Veículos suspendem cobertura no Alvorada em resposta a ataques e falta de segurança

Pelo menos sete veículos de comunicação (Band, Folha de S.Paulo, G1, Metrópoles, TV Globo, O Globo e Valor Econômico) confirmaram a decisão de suspender a cobertura jornalística no Palácio do Alvorada.

Atualizado em 26/05/2020 às 10:05, por Redação Portal IMPRENSA.


O Estadão não se manifestou, mas foi noticiado que o jornal não enviou repórteres ao local nesta terça (26).
A Associação Brasileira de Imprensa (ABI) emitiu nota parabenizando a decisão. Ela se deve à crescente violência das agressões verbais e físicas de bolsonaristas contra jornalistas, que atingiram seu ápice nesta segunda. Crédito:Reprodução Folha
Sem ações do governo para garantir a segurança dos profissionais de imprensa, um grupo de apoiadores do presidente se aglomerou e começou a xingar os jornalistas de "lixo, escória, ratazanas" e outros impropérios.

Pouco antes dessas agressões, Bolsonaro, ao passar perto dos repórteres, criticou a imprensa. "No dia que vocês tiverem compromisso com a verdade, eu falo com vocês de novo", disse.
Conforme relato da Folha, "os xingamentos aos jornalistas que esperam a saída de Bolsonaro na porta do Alvorada se tornaram comuns, mas, desta vez, a agressividade foi maior".
Berrando, os militantes quase invadiram o espaço reservado à imprensa, que é separado apenas por um grade baixa. Os seguranças não intervieram em nenhum momento.
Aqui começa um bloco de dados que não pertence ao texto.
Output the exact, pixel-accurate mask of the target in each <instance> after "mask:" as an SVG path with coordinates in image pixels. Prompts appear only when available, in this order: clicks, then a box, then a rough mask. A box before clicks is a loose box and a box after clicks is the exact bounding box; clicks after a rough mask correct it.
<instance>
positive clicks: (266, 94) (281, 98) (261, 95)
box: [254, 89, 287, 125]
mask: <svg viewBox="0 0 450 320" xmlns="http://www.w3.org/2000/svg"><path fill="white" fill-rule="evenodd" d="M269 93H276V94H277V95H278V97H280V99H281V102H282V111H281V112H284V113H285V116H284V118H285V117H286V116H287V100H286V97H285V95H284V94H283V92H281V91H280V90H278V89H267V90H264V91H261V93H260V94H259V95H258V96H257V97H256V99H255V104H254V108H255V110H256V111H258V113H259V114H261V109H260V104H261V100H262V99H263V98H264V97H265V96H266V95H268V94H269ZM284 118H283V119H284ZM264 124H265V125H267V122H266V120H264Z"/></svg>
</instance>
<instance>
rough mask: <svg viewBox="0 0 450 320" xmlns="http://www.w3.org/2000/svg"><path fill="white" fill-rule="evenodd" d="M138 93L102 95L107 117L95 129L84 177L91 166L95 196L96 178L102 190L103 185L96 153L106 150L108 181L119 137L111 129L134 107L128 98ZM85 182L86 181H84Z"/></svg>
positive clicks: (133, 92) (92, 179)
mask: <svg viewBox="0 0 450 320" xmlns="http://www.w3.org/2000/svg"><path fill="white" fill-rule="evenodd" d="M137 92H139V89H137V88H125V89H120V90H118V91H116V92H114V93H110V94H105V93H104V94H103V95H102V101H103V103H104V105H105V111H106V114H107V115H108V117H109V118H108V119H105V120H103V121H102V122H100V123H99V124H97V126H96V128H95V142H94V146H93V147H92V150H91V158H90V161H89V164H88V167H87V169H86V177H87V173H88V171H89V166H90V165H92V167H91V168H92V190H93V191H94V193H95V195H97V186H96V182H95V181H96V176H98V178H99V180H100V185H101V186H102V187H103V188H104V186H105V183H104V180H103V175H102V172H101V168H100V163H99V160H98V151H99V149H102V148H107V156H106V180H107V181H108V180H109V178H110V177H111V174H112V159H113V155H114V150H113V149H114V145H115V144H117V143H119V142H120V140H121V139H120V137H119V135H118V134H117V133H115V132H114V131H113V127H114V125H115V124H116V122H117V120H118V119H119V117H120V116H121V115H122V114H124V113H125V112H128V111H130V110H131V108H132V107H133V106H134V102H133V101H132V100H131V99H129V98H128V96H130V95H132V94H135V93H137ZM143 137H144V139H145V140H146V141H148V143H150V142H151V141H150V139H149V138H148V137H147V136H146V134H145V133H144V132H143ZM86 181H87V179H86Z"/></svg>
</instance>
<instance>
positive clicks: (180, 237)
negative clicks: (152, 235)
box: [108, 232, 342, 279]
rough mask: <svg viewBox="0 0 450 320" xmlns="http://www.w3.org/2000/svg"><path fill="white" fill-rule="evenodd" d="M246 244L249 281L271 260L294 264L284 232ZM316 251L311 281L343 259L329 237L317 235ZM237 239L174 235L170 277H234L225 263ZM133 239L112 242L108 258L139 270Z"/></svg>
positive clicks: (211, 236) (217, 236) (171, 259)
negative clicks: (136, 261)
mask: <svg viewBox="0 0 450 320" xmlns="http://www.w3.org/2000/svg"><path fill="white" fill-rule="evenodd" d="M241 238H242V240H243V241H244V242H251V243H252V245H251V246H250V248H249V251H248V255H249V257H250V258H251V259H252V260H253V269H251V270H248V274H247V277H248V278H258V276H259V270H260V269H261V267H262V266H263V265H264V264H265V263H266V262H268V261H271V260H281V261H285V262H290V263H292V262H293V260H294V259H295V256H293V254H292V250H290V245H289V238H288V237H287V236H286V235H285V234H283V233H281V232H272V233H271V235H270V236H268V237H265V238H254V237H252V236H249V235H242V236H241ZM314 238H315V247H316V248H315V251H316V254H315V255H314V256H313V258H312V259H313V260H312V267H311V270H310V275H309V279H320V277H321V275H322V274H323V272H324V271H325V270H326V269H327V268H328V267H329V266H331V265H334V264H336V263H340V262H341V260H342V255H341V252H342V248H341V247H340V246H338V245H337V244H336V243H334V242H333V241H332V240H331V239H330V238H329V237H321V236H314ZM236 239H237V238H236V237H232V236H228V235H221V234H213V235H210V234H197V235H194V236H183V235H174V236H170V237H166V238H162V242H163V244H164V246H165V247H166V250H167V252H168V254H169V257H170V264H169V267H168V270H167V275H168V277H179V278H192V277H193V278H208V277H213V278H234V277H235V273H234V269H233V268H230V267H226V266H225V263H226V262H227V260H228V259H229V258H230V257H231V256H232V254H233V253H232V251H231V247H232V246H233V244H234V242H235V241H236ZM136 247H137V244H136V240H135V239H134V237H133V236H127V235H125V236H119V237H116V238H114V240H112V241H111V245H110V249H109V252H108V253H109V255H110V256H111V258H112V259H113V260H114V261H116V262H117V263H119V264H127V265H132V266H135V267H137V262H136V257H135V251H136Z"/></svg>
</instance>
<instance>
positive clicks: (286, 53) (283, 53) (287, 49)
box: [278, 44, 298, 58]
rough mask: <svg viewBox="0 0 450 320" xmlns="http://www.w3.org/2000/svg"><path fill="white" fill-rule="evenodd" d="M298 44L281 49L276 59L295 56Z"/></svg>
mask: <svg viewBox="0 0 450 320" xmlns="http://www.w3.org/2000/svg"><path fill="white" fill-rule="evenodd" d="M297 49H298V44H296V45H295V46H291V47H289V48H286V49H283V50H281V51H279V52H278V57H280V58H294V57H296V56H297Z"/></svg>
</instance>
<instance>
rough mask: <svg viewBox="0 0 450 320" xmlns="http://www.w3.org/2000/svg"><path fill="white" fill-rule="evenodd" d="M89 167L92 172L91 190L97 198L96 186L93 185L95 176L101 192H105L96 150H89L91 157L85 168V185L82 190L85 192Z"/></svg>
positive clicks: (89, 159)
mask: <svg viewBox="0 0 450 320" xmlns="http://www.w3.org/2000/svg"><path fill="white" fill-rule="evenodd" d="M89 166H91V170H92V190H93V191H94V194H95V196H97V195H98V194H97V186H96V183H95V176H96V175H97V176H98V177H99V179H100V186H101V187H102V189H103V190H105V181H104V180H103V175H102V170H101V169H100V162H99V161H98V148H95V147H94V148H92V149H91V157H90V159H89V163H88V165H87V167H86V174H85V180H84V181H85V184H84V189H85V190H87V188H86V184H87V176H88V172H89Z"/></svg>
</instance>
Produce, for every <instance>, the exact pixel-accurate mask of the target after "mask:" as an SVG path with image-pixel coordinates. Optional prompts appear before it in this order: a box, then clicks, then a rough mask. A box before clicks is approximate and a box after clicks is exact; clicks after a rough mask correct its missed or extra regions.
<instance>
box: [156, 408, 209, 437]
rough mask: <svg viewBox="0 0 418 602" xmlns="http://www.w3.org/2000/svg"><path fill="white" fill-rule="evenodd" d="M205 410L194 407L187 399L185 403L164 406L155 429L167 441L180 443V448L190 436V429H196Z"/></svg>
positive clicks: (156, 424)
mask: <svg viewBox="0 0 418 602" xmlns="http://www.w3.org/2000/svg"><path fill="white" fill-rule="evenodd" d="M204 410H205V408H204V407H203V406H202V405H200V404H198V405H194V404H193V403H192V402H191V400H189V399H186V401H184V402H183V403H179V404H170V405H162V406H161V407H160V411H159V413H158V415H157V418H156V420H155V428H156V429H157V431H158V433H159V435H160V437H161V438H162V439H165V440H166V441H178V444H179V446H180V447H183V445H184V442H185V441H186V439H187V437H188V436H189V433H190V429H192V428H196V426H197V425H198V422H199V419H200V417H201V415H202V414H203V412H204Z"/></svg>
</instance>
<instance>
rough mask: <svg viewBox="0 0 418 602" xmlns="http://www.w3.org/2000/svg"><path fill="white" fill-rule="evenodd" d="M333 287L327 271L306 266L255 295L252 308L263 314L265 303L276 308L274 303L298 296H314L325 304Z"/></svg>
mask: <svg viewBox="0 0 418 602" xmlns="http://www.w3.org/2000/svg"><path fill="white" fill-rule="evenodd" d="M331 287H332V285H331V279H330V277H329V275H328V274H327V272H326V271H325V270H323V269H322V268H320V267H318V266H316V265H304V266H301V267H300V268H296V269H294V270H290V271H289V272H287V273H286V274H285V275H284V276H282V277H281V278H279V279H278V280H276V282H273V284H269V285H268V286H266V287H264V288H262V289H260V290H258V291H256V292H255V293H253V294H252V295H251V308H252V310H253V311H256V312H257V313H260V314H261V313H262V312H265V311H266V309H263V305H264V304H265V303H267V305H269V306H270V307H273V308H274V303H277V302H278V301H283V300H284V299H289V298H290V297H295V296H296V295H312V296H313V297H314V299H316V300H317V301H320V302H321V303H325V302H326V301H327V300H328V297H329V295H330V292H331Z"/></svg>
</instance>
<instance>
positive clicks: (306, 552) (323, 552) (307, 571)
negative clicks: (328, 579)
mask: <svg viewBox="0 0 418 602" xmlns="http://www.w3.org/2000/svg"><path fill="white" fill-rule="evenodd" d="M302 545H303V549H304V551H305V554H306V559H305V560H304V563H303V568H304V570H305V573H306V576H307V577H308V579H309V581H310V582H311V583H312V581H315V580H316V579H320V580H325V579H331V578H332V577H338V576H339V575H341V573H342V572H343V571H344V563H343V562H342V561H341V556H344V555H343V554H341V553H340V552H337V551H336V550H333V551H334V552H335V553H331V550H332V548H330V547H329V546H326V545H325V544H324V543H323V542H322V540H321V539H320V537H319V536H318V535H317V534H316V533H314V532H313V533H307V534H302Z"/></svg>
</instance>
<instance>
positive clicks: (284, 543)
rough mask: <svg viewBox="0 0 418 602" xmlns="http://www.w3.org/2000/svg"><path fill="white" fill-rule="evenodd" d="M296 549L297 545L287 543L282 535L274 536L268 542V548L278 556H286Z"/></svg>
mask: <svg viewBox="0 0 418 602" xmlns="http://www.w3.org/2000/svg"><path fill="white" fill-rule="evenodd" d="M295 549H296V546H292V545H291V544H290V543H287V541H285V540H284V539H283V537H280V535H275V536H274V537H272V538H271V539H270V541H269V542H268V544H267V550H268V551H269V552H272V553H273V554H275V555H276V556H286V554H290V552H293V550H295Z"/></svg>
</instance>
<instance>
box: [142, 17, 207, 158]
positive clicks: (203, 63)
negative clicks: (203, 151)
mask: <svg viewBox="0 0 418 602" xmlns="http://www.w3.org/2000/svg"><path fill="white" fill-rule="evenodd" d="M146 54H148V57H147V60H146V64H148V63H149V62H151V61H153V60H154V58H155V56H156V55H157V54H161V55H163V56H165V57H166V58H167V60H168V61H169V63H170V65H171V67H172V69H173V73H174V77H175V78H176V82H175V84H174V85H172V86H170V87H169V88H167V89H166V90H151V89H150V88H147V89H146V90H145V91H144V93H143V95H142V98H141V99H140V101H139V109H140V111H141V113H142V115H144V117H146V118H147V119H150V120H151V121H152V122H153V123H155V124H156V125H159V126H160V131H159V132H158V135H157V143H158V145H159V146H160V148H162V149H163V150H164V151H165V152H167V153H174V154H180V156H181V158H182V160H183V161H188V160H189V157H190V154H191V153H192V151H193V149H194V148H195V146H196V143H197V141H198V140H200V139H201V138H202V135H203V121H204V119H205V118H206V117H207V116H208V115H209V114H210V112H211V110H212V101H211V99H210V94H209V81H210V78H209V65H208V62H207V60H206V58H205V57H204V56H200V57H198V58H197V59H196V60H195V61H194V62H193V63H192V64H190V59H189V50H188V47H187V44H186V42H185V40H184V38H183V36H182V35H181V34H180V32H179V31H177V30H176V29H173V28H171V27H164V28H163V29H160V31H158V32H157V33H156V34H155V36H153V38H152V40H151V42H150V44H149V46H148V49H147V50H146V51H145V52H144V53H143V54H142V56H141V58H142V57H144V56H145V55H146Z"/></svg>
Em fúria, os bolsonaristas pulavam e gritavam como membros de torcida organizada.
O grupo incluía integrantes do acampamento “300 do Brasil”, que defende táticas e ações paramilitares de apoio ao presidente.
Sem máscara, um deles quase agrediu um repórter, vociferando a um palmo de seu rosto. O jornalista enfrentou o radical pacificamente e gravou toda a cena, mantendo seu celular em punho.